Tuesday, March 13, 2007

Laundry Day

I am down to one clean pair of underwear.


The laundry machines await me in the basement. As you might guess from the first sentence, I have no particular love for them. They are an infinity better than going to the laundromat though.

I remember the olden days when I was living in a fourplex in North Carolina. I had no car, just a bike, and I was chronically broke. But I will not now, nor would I then, recycle a pair of underpants. Once I take them off, they're off for good and into the laundry hamper. None of this turning them inside out and wearing them again. (I won't name names, but you know who you are and your ears are turning bright red as you read this.) Same with socks or panty hose -- one wearing, that's all, period, paragraph, end of story.

Which means my laundry frequency is dictated by the number of undies I currently own. (You have your parameters, I have mine.)

I don't have to worry about the Engineer. He has more underwear, socks and shirts than Imelda Marcos had shoes. He could go for a month and not run short. I only have about two weeks worth, so tomorrow it's down to the basement for me.

When I was broke and living in the fourplex, I used to load my laundry into a plastic laundry basket and ride to the laundromat with it balanced on my handlebars. The basket I used had a convenient hole right in the middle of the bottom that fit over the big nut at the top of the handlebars and helped hold it steady.

No matter where I've lived, if I've had to use the laundromat, a particular family has always followed me there. The family consists of Mom, Dad and three kids.

Dad is majorly P.O.'ed that he has to come to the laundromat. He'd rather be watching football and drinking beer, but since they only have one car, he has to chauffeur (crap!) So he slouches in one of those chairs fixed to a rail on the wall. If there's a TV, he turns it to a sports channel and watches, if not, he stares into space growling occasionally.

Mom meanwhile collects all of the carts and sorts her laundry and moves it from washer to extractor to dryer -- why are there NEVER enough dryers at the laundromat? -- ignoring her three kids as she works.

The three kids, an argument for birth control if there ever was one, are in brat heaven.

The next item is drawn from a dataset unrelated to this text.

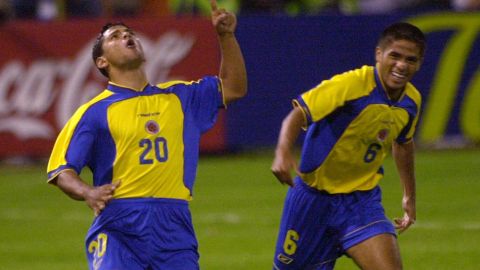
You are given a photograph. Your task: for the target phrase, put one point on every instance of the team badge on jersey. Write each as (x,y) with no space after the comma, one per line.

The littlest is about 18 months old and in one of those baby bumper car affairs. You've seen them, the baby sits in a sling seat in the middle of a round ring that's supported by an aluminum framework. It has casters on the bottom so that the baby has full and instant mobility in any direction by running her feet like she was in Fred Flintstone's car. She is not, however, required to use her feet because her big brother and sister (ages 9 and 7) grab on to the back of her baby cart ring and use it as a semi-guided missile. They run at top speed, whooping and hollering, crashing their little sister into anything they can get at (especially the backsides of innocent laundry doers.) Every time they smash into something, the baby shrieks. Loudly. With great glee.

This merriment continues unabated while Mom tries to get the laundry done, occasionally calling to the children to behave themselves. Dad goes outdoors to have a smoke. Then the big sibs shout, "Tunnel!" and try to run the baby under a folding table. Which might have worked had baby sister grasped the concept of ducking...

I won't even try to describe the ensuing carnage. My ears ring from post traumatic shock just thinking about it. It was at that point that I would stuff my clean, but sopping wet, laundry back into my plastic basket and ride for home like all the demons of hell were after me. The water would leak through the hole in the bottom of the basket, dribbling on to the spinning tire and spraying everywhere. But it was clean water and it was silent. When I got home, I would hang my laundry on the line out back and hope it didn't rain before my towels were dry. But even wet towels were better than staying at the laundromat long enough to use the dryer.

I guess I'll go downstairs and throw in a load. Somehow it doesn't seem nearly as onerous now as it did a few minutes ago.